Ray Reynolds

Personal information
- Full name: George Raymond Reynolds
- Born: 24 August 1936 Bundaberg, Queensland, Australia
- Died: 24 September 2023 (aged 87)
- Height: 5 ft 6 in (1.68 m)
- Batting: Right-handed

Domestic team information
- 1955–56 to 1963–64: Queensland

Career statistics
| Competition | First-class |
| Matches | 54 |
| Runs scored | 3693 |
| Batting average | 46.16 |
| 100s/50s | 12/14 |
| Top score | 203 not out |
| Balls bowled | 24 |
| Wickets | 0 |
| Bowling average | – |
| 5 wickets in innings | – |
| 10 wickets in match | – |
| Best bowling | – |
| Catches/stumpings | 19/1 |
- Source: Cricket Archive, 30 May 2014

= Ray Reynolds =

Australian cricketer (1936–2023)

George Raymond Reynolds (24 August 1936 – 24 September 2023) was an Australian cricketer who played first-class cricket for Queensland from 1955 to 1964.

==Life and career==
Ray Reynolds was educated at Brisbane Church of England Grammar School. Five feet six inches tall, he was a "patient batsman with good concentration ... a neat stroke-player with a sound defensive technique". He made his first-class debut for Queensland in the 1955–56 season, batting at number seven. Later in the season he was promoted to the opening position. He missed the first two matches in 1956–57, but returned to the side to open the batting and finished the season with 371 runs at an average of 53.00, including his first century, 110 not out against South Australia after Queensland had followed on.

Reynolds improved further in 1957–58, leading Queensland's batting with 698 runs at 63.45. His season included three centuries, with his highest score of 203 not out against South Australia, when he batted throughout an innings of 452 for 8 declared; but he also twice made a pair. His innings of 174 against New South Wales took 515 minutes. He made a stumping while substituting as wicket-keeper in the match against Western Australia in Brisbane.

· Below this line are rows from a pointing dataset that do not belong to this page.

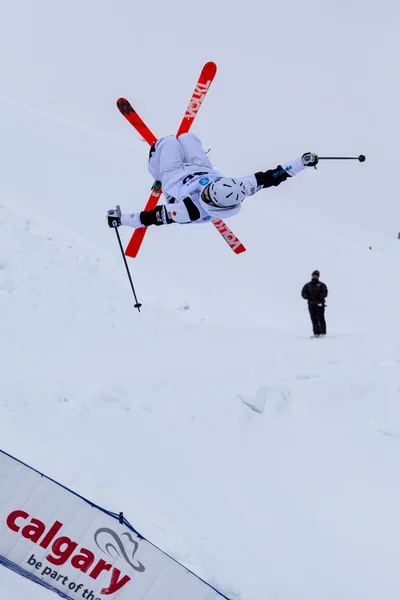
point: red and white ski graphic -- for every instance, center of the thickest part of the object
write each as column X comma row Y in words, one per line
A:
column 206, row 77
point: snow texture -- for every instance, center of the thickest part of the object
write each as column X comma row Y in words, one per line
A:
column 142, row 412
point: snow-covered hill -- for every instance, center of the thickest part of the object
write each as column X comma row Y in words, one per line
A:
column 143, row 412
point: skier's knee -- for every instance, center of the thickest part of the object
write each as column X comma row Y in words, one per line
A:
column 158, row 216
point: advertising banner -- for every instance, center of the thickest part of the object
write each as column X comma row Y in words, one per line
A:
column 59, row 539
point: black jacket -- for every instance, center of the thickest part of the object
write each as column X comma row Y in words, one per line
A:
column 315, row 292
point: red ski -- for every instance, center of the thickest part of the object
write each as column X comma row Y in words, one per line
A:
column 206, row 77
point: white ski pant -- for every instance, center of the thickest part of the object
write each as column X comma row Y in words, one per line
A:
column 174, row 158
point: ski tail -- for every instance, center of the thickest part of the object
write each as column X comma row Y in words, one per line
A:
column 229, row 236
column 126, row 109
column 203, row 85
column 137, row 237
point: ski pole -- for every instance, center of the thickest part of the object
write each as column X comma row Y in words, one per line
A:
column 137, row 305
column 361, row 158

Reynolds continued to perform reliably over the next three seasons, scoring 500 runs at 38.46 in 1958–59, 671 runs at 39.47 in 1959–60, and 549 runs at 36.60 in 1960–61, forming a solid opening partnership with Sam Trimble.

Reynolds played two seasons in the Central Lancashire League for Royton, scoring 848 runs at 40.38 in 1962, and 836 runs at 41.80 in 1963. Unusually for a league professional, he did not bowl.

Reynolds returned for one last season with Queensland in 1963–64, scoring more heavily than ever, with 815 runs at 58.21, four centuries, and an opening partnership of 256 with Trimble against South Australia.

At the age of 27, he retired from the game to take up sugar cane farming near Bundaberg. He later served as a Queensland selector from 1979 to 1985.

Ray Reynolds died on 24 September 2023, at the age of 87.